Hi fishyjoe24...i mixed it with ADA amazon on my 75 gallons. Never have problem with that mix.

You might want to try soilmaster select from John Deer. There is JD landscape place on Jupiter and 15th in Plano. He had about 20 bags left. 15.00 per 50lbs bag. I brought 3 bags the other day. I used it on my 29 gallons and cap it with black gravel and used Pfertz root tab.


----------



## accordztech (Dec 6, 2004)

i was going to do this with my fourite, but i found if you dig to the bottom of the sand, you get about 4 inches of really really fine black sand. its much smoother than the ones on thetop.

I ended up going with playsand though for my cories.


----------



## bunnie1978 (Jan 22, 2010)

I've been told by others to stay away from BLACK BEAUTY.... I have used BLACK DIAMOND blasting grit, it's great.


----------



## g33tar (Jan 8, 2010)

Ive got black diamond in the tank I just set up a week ago. Ive read that its good unless you have cories.

So far so good for me.

http://www.plantedtank.net/forums/g...my-new-tank-finally-came-pic.html#post1029090


----------



## fishyjoe24 (Dec 10, 2009)

fiftyfiveG said:


> Hi fishyjoe24...i mixed it with ADA amazon on my 75 gallons. Never have problem with that mix.
> 
> You might want to try soilmaster select from John Deer. There is JD landscape place on Jupiter and 15th in Plano. He had about 20 bags left. 15.00 per 50lbs bag. I brought 3 bags the other day. I used it on my 29 gallons and cap it with black gravel and used Pfertz root tab.

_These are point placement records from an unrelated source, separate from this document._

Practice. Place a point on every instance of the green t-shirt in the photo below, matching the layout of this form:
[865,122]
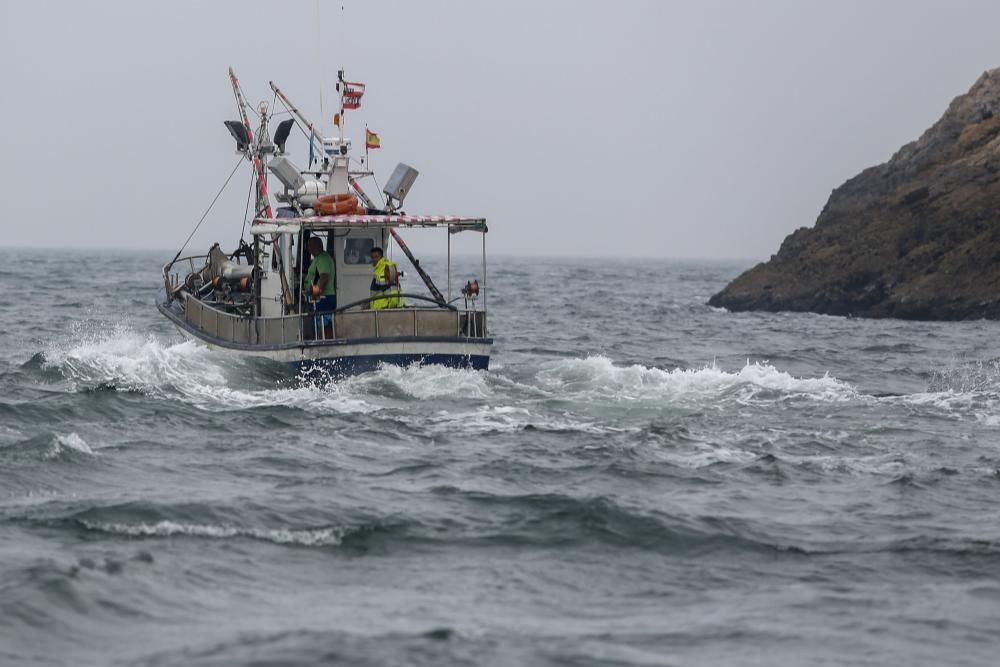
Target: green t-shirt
[322,263]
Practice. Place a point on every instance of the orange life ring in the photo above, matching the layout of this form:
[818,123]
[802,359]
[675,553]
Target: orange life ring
[336,198]
[337,208]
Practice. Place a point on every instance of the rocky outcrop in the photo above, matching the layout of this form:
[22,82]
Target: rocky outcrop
[917,237]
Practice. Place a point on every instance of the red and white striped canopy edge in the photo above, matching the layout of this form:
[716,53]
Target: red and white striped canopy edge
[373,220]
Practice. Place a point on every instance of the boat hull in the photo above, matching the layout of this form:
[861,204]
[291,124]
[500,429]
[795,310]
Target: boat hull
[351,357]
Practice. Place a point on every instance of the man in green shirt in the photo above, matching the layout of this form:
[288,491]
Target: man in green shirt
[321,279]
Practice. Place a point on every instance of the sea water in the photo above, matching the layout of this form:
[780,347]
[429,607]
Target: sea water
[639,479]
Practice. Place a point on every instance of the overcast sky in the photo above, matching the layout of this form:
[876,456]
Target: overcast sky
[674,129]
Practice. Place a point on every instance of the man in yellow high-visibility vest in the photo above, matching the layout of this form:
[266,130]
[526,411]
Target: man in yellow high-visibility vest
[385,283]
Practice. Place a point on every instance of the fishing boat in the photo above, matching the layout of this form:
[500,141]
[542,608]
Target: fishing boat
[257,299]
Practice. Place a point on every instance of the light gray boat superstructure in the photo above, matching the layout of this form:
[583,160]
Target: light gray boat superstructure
[253,300]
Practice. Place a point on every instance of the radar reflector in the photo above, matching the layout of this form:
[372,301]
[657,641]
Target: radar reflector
[400,182]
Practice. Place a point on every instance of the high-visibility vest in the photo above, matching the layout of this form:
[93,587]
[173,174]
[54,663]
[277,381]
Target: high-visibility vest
[379,271]
[389,291]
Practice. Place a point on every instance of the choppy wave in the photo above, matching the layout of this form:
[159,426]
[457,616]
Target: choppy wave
[71,442]
[306,537]
[118,357]
[599,377]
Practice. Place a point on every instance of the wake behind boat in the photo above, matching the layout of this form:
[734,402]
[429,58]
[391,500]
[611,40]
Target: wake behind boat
[314,284]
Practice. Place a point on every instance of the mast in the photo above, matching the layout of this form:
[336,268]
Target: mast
[258,166]
[263,201]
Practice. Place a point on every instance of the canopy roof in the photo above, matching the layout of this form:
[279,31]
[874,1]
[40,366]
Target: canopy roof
[453,223]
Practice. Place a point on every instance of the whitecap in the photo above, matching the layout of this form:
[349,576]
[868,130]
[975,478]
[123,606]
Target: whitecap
[599,377]
[72,442]
[305,537]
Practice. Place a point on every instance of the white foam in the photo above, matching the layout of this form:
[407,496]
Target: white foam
[120,355]
[305,537]
[73,442]
[597,376]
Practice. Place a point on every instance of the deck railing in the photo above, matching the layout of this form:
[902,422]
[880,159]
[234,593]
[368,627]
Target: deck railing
[305,329]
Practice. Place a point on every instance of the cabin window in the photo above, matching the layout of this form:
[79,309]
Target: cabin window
[358,251]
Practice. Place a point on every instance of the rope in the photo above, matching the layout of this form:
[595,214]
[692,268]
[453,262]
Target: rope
[205,215]
[246,211]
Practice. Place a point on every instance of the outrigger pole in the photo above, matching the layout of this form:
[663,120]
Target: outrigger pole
[416,264]
[262,197]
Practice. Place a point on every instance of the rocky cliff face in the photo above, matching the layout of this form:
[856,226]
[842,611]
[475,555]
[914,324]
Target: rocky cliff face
[917,237]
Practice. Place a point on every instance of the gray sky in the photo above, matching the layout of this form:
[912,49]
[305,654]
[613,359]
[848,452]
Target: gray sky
[675,129]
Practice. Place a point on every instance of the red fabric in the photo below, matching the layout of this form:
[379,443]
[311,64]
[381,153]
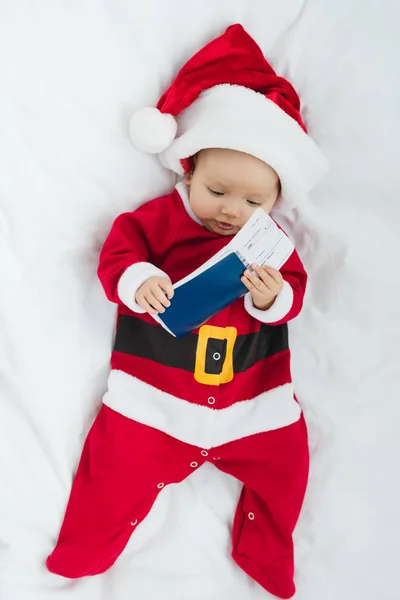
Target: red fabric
[124,466]
[162,232]
[233,58]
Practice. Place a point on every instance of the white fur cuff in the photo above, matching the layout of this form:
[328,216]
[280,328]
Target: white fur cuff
[131,280]
[279,309]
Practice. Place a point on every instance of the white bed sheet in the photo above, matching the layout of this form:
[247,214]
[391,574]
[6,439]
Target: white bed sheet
[71,74]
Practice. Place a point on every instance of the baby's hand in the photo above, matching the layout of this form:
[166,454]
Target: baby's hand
[264,288]
[154,295]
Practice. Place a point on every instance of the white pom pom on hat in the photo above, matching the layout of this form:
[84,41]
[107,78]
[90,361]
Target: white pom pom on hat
[151,130]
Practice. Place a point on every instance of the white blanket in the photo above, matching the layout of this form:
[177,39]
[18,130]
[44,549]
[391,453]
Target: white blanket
[71,74]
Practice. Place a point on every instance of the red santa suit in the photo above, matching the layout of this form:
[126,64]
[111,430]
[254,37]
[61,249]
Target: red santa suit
[222,394]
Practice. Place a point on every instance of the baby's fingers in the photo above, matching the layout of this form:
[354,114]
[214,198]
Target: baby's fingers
[159,294]
[166,286]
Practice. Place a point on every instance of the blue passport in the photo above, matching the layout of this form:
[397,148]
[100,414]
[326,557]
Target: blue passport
[205,295]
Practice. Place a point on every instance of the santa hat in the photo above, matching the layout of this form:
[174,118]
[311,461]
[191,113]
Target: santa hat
[228,96]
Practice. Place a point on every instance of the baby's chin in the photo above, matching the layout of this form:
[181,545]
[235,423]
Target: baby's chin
[213,226]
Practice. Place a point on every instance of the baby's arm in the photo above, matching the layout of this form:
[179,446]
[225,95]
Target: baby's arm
[126,258]
[290,290]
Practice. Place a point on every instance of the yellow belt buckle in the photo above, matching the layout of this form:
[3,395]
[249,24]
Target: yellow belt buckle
[219,333]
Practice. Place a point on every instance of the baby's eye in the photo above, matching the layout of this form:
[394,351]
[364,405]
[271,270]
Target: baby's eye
[215,193]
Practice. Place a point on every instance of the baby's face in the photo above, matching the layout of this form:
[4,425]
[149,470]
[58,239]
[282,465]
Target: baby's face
[227,186]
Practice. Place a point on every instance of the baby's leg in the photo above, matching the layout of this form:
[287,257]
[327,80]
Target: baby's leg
[273,467]
[123,467]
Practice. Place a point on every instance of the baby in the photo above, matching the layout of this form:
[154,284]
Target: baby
[226,187]
[222,394]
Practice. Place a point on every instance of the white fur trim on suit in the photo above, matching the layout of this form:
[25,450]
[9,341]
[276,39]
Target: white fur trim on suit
[131,280]
[196,424]
[235,117]
[280,308]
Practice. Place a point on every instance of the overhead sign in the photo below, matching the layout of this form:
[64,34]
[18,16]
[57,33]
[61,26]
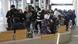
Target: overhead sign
[28,1]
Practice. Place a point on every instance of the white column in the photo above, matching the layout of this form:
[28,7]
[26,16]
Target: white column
[75,4]
[3,21]
[76,12]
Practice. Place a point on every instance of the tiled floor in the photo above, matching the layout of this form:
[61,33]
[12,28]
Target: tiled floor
[74,39]
[2,25]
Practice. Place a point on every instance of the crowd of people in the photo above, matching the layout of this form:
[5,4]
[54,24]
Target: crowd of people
[45,21]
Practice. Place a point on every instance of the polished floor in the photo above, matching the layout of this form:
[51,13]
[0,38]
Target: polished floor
[74,39]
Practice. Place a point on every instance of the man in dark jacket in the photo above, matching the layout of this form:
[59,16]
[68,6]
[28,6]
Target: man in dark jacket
[11,15]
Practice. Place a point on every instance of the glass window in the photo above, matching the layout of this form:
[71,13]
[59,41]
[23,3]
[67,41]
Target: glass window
[59,4]
[37,0]
[62,1]
[62,7]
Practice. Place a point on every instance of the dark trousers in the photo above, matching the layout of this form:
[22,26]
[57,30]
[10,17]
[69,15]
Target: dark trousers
[36,25]
[73,22]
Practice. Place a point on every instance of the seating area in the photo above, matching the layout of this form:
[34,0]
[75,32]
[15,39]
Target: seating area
[21,34]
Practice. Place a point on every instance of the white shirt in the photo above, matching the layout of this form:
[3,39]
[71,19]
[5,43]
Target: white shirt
[46,16]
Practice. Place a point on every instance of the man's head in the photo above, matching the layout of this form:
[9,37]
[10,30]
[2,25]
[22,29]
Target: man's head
[12,6]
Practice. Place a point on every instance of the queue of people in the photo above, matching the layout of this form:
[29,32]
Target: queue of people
[45,21]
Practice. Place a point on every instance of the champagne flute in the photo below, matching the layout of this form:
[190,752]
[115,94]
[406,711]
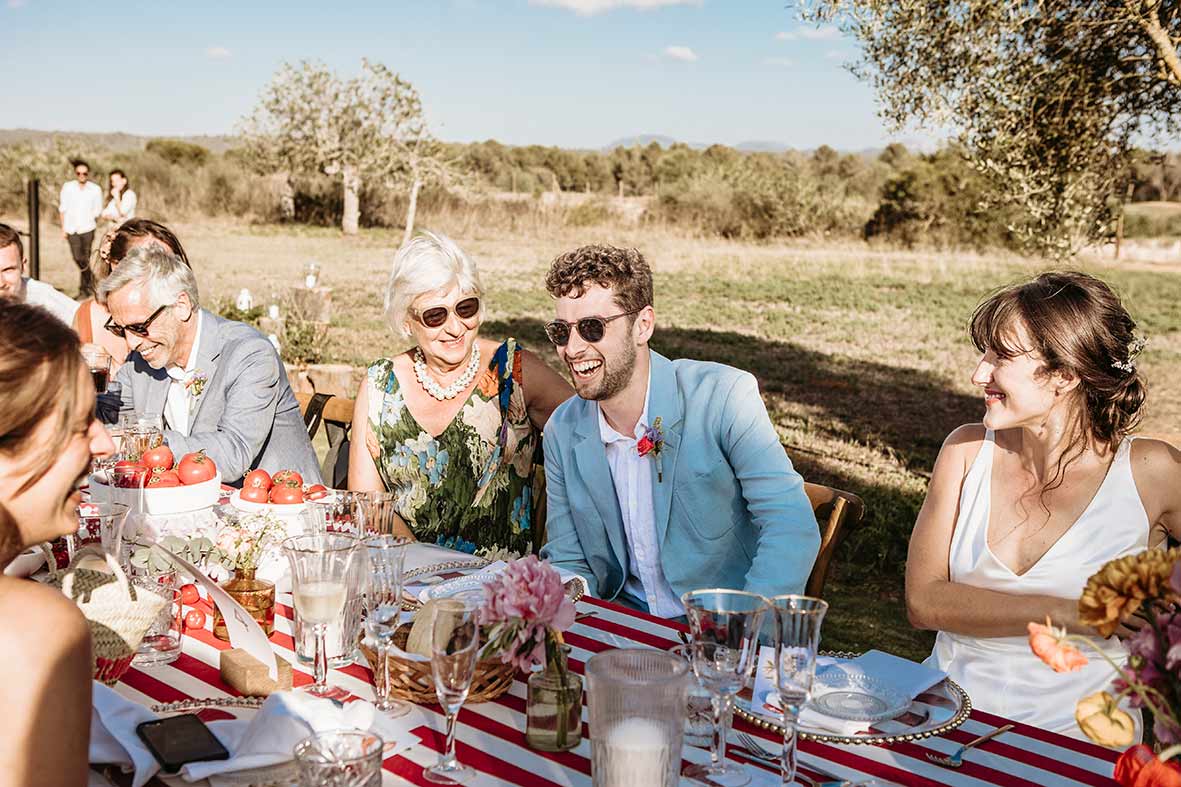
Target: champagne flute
[725,626]
[386,554]
[320,564]
[455,646]
[796,643]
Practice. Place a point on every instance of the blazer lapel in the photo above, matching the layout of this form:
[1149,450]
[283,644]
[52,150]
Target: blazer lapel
[664,403]
[208,351]
[591,456]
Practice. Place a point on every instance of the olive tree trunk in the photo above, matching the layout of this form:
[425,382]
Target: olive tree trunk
[351,219]
[411,209]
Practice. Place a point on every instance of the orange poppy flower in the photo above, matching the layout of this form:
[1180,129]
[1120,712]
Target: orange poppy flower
[1050,644]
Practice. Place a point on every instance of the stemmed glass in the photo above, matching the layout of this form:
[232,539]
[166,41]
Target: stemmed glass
[455,645]
[320,564]
[797,639]
[725,625]
[386,554]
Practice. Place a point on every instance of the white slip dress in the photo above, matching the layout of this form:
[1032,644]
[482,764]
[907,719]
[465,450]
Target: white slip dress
[1000,674]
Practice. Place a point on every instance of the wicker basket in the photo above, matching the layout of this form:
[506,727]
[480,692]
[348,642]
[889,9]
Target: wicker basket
[412,681]
[117,617]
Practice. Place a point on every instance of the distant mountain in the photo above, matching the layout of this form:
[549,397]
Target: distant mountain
[113,141]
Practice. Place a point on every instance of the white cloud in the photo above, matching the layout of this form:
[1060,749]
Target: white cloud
[823,33]
[591,7]
[680,53]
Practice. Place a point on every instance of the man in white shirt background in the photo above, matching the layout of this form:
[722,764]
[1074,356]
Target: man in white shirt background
[80,203]
[20,287]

Thanks how many bags will i need? wonder how much i should sell my double stacker 55g's for. the fish and plants from the 55 along with the light will be going on/in the 110l. 135.00 with lids,t8 lights,and a 2x4 stand for 135.00 !  :bounce:


----------



## takadi (Dec 13, 2010)

Old thread, but I just heard about this stuff a few days ago and I'm getting mixed messages about it. Some say it's safe, some say it's not. Others say that some batches are bad. Some say its bad for bottom dwellers, others say it's okay. 

Also, is this black diamond stuff made from the same stuff as black beauty? How is it different? I really am just trying to find a cheap alternative to black sand with high CEC, similar to flourite black sand or ADA power sand.


----------